Gary Lineker says his 1986 hat-trick against Poland nearly finished him — the 42°C Monterrey heat left him dizzy and convinced he might "keel over." Forty years on and with the World Cup back in North America, the episode highlights how player welfare and broadcast coverage have changed. Having left the BBC after 26 years, Lineker will front a daily Netflix show, The Rest Is Football, alongside Micah Richards and Alan Shearer.
Lineker recalls near-collapse in Monterrey after career-defining hat-trick
Gary Lineker still frames his Mexico 1986 hat-trick against Poland as the game that transformed his career — and almost his life. He describes playing in Monterrey at around 42°C, feeling dizzy and exhausted in the second half and fearing he might "keel over." That performance rescued England from an early exit and cemented Lineker's status, but it also underlines how punishing tournament conditions once were.

Player welfare then versus now
Modern tournaments treat heat and player safety very differently. Drinks breaks, medical protocols and more considered scheduling are now standard, driven by sports science and broadcasting demands. With the 2026 World Cup hosted across the United States, Mexico and Canada — and some matches scheduled in daytime heat, including late-afternoon kick-offs for England — the Monterrey memory is a useful reminder of why those safeguards matter.
Why the Monterrey story still resonates
Lineker's account is not nostalgia alone; it's evidence of how the game evolved. The physical toll he describes explains why teams, organizers and broadcasters now prioritize cooling strategies and timing decisions. For players and coaches, the lesson is practical: the environment can be decisive, and small changes in planning can have outsized competitive impact.
From Match of the Day to a Netflix daily: Lineker’s media pivot
After 26 years as Match of the Day host, Lineker stepped down following criticism over a social media post. He now has a new platform: The Rest Is Football, produced by his company and set to run as a daily Netflix show during the World Cup, with Micah Richards and Alan Shearer alongside him. He’s said the move gives him more freedom to express opinions and to shape long-form, personality-driven football coverage.
What this shift means for broadcasters and viewers
Lineker’s exit and Netflix’s companion show underscore a broader change in football media.

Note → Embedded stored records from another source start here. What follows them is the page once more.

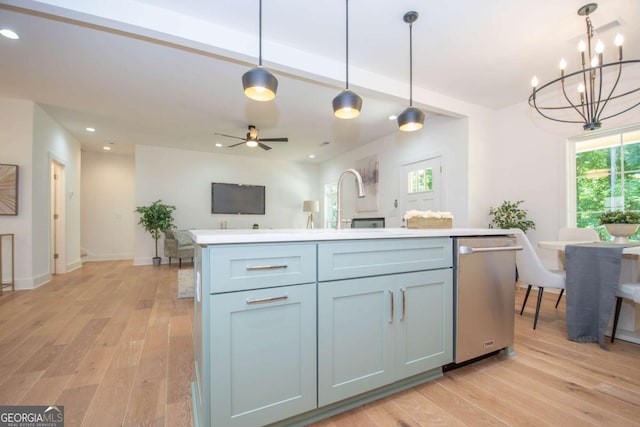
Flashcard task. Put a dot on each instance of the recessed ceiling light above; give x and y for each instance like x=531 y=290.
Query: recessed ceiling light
x=9 y=34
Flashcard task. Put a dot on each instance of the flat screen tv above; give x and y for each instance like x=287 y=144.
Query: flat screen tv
x=237 y=199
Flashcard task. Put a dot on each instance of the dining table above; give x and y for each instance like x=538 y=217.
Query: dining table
x=594 y=269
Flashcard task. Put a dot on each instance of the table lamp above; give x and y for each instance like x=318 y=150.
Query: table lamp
x=310 y=206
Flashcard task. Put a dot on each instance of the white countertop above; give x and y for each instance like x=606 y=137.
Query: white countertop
x=213 y=237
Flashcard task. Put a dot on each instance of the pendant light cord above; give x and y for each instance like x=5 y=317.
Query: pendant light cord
x=347 y=42
x=411 y=64
x=260 y=35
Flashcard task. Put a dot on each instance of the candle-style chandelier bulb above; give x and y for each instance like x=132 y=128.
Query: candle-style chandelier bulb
x=599 y=97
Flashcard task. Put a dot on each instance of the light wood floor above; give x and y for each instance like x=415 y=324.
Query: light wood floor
x=113 y=345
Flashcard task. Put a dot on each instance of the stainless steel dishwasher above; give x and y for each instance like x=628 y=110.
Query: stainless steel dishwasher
x=484 y=295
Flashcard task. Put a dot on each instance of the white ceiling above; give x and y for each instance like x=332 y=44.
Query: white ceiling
x=139 y=79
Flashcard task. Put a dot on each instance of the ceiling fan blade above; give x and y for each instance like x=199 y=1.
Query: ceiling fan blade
x=229 y=136
x=235 y=145
x=275 y=139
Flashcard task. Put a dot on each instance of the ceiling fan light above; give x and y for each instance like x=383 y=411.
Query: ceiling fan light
x=347 y=105
x=259 y=84
x=411 y=119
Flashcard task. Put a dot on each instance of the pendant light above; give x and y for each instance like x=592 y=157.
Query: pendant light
x=347 y=104
x=259 y=84
x=412 y=118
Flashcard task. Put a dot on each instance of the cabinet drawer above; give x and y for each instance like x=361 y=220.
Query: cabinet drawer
x=348 y=259
x=235 y=268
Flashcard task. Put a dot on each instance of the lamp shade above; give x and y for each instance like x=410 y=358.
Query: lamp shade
x=410 y=119
x=259 y=84
x=311 y=206
x=347 y=105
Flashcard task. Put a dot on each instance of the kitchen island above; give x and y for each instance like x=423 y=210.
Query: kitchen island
x=291 y=326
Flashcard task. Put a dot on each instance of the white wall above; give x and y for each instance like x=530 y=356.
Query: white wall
x=183 y=178
x=52 y=142
x=107 y=207
x=16 y=122
x=31 y=139
x=442 y=136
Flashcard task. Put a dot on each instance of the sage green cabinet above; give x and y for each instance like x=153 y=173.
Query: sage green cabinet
x=263 y=355
x=254 y=333
x=374 y=331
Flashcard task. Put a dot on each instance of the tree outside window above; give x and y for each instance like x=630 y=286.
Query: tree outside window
x=607 y=171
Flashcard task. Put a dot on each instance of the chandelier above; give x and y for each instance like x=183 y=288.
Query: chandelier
x=594 y=94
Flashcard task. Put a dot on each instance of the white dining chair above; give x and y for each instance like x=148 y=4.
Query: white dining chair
x=625 y=291
x=533 y=273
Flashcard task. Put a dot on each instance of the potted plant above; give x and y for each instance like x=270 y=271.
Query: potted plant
x=510 y=215
x=156 y=218
x=620 y=224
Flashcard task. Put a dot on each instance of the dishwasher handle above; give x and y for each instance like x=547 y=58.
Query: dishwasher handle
x=466 y=250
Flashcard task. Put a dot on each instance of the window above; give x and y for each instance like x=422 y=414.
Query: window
x=420 y=180
x=607 y=177
x=330 y=205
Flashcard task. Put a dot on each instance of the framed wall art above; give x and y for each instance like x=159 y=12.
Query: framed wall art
x=8 y=189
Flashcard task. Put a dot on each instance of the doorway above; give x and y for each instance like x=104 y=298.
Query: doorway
x=422 y=185
x=58 y=255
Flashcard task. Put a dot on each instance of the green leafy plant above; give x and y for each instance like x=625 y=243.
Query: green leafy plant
x=510 y=215
x=620 y=217
x=156 y=218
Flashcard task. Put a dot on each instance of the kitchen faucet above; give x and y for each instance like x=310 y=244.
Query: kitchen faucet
x=360 y=192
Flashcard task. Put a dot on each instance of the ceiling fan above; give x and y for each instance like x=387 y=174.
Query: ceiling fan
x=252 y=139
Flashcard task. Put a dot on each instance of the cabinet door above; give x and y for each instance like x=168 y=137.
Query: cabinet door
x=354 y=337
x=424 y=325
x=263 y=355
x=200 y=392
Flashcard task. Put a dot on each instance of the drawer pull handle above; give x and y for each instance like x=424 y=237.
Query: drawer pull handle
x=267 y=300
x=265 y=267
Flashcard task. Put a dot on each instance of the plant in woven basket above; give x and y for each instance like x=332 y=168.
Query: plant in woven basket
x=620 y=217
x=156 y=218
x=620 y=224
x=510 y=215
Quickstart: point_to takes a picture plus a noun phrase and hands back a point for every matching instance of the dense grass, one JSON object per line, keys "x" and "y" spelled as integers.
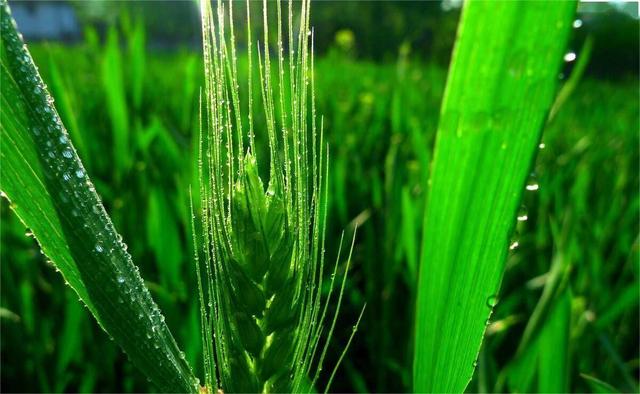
{"x": 379, "y": 119}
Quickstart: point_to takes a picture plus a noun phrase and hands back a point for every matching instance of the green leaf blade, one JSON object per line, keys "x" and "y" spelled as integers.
{"x": 51, "y": 193}
{"x": 500, "y": 88}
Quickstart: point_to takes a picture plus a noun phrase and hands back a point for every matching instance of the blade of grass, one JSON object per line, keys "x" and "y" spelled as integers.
{"x": 501, "y": 85}
{"x": 51, "y": 193}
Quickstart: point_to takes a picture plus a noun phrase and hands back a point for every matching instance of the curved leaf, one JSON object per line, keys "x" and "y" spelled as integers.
{"x": 51, "y": 193}
{"x": 500, "y": 87}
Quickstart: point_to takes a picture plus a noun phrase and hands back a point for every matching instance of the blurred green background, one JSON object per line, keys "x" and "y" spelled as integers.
{"x": 126, "y": 78}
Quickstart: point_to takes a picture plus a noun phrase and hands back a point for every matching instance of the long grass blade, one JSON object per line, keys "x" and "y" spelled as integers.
{"x": 51, "y": 193}
{"x": 501, "y": 85}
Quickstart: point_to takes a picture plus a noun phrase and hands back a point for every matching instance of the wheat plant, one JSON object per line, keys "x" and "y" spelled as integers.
{"x": 263, "y": 243}
{"x": 263, "y": 249}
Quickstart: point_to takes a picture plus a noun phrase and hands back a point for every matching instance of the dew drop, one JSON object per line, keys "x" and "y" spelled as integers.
{"x": 569, "y": 57}
{"x": 532, "y": 183}
{"x": 492, "y": 301}
{"x": 522, "y": 214}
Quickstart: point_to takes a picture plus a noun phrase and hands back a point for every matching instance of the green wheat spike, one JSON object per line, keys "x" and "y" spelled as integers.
{"x": 263, "y": 243}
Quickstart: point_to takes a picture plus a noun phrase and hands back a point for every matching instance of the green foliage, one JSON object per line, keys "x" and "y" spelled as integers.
{"x": 499, "y": 90}
{"x": 263, "y": 248}
{"x": 52, "y": 194}
{"x": 380, "y": 121}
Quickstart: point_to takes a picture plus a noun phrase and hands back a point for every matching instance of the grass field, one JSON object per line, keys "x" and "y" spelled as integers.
{"x": 567, "y": 313}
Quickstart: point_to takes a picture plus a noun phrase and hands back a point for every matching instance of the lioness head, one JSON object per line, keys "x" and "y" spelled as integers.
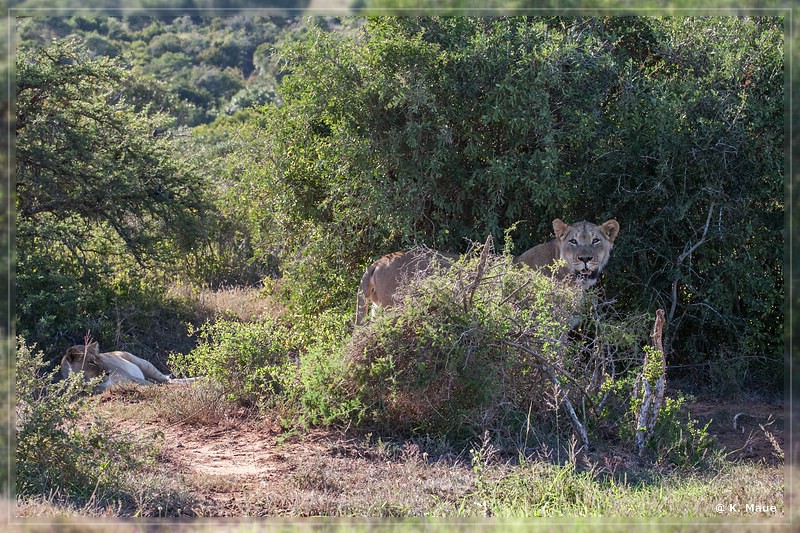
{"x": 585, "y": 247}
{"x": 80, "y": 358}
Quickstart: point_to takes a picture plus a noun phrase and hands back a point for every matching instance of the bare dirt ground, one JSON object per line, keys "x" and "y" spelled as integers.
{"x": 249, "y": 467}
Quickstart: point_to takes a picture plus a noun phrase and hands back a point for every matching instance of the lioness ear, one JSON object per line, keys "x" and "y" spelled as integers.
{"x": 611, "y": 229}
{"x": 561, "y": 229}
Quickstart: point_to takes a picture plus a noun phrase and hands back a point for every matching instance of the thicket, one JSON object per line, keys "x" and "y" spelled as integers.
{"x": 433, "y": 130}
{"x": 438, "y": 130}
{"x": 481, "y": 348}
{"x": 64, "y": 450}
{"x": 106, "y": 206}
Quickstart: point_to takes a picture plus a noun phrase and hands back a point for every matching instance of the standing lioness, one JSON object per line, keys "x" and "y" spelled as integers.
{"x": 584, "y": 246}
{"x": 381, "y": 279}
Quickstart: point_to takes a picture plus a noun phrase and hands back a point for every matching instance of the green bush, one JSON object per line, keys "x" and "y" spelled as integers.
{"x": 64, "y": 448}
{"x": 255, "y": 363}
{"x": 463, "y": 353}
{"x": 440, "y": 129}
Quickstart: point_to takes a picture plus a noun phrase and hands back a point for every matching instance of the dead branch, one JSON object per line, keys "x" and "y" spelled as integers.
{"x": 472, "y": 287}
{"x": 652, "y": 393}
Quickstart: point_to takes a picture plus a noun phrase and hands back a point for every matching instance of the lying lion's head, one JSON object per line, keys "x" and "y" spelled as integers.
{"x": 80, "y": 358}
{"x": 585, "y": 247}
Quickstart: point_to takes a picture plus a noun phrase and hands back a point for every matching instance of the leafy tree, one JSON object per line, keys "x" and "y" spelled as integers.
{"x": 437, "y": 130}
{"x": 101, "y": 192}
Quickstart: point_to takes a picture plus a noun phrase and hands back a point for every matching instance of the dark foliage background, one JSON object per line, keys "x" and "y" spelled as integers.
{"x": 315, "y": 146}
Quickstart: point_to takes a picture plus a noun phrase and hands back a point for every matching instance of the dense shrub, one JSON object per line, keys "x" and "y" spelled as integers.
{"x": 64, "y": 449}
{"x": 253, "y": 362}
{"x": 475, "y": 348}
{"x": 434, "y": 130}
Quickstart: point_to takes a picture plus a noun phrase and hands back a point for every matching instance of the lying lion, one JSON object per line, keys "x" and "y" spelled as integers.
{"x": 585, "y": 247}
{"x": 117, "y": 367}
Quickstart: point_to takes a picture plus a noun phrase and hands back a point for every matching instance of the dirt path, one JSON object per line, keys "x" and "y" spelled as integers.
{"x": 252, "y": 468}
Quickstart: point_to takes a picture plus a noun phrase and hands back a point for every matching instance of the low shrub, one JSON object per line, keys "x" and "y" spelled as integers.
{"x": 254, "y": 362}
{"x": 64, "y": 447}
{"x": 478, "y": 346}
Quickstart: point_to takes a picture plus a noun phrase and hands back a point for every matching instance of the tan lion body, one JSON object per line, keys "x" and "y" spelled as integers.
{"x": 117, "y": 367}
{"x": 585, "y": 247}
{"x": 380, "y": 281}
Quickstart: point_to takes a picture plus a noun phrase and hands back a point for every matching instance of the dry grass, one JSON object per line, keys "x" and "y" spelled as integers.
{"x": 243, "y": 303}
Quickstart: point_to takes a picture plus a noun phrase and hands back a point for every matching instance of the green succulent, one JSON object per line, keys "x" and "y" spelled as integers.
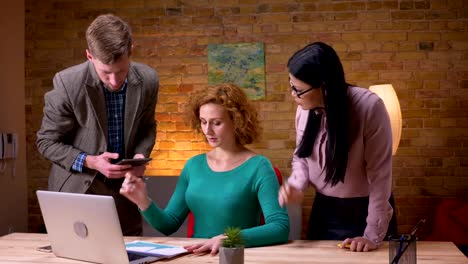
{"x": 234, "y": 237}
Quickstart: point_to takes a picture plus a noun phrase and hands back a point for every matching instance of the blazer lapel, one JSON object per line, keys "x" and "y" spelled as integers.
{"x": 96, "y": 96}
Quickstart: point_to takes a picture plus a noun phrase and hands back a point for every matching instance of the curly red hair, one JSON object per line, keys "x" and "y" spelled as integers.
{"x": 234, "y": 100}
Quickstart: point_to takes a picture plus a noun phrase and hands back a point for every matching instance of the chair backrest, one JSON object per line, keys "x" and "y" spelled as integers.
{"x": 191, "y": 218}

Rights-holders will continue to focus on live games, but non-rights daily programming — led by familiar faces — can capture attention and add context.
The BBC is deliberately conservative with its tournament deployment, keeping most talent in the UK until later stages, while other outlets are embedding teams on the ground. That divergence reveals different strategic bets: live-first vs. presence-and-personality.
Analysis: legacy, audience and the modern World Cup
Lineker’s Monterrey story enhances his on-screen credibility: a presenter who once suffered on the pitch can narrate the modern sport with authority. His move to a streamed companion show will test whether established football personalities can migrate their influence from public-service broadcasting to platform-driven formats.
For fans, the result should be richer storytelling around matches — and a sharper focus on issues such as heat management, scheduling and player welfare.
What to watch next
Expect The Rest Is Football to offer daily reaction, interviews and a personality-led counterpoint to live coverage. On the field, organizers will be tested by geography and climate, and teams will need to manage recovery and rotation carefully.
Lamine Yamal will make his World Cup debut this summer
Lineker’s memory from Monterrey is more than anecdote: it’s a warning and a measure of how far the game’s care for players has come.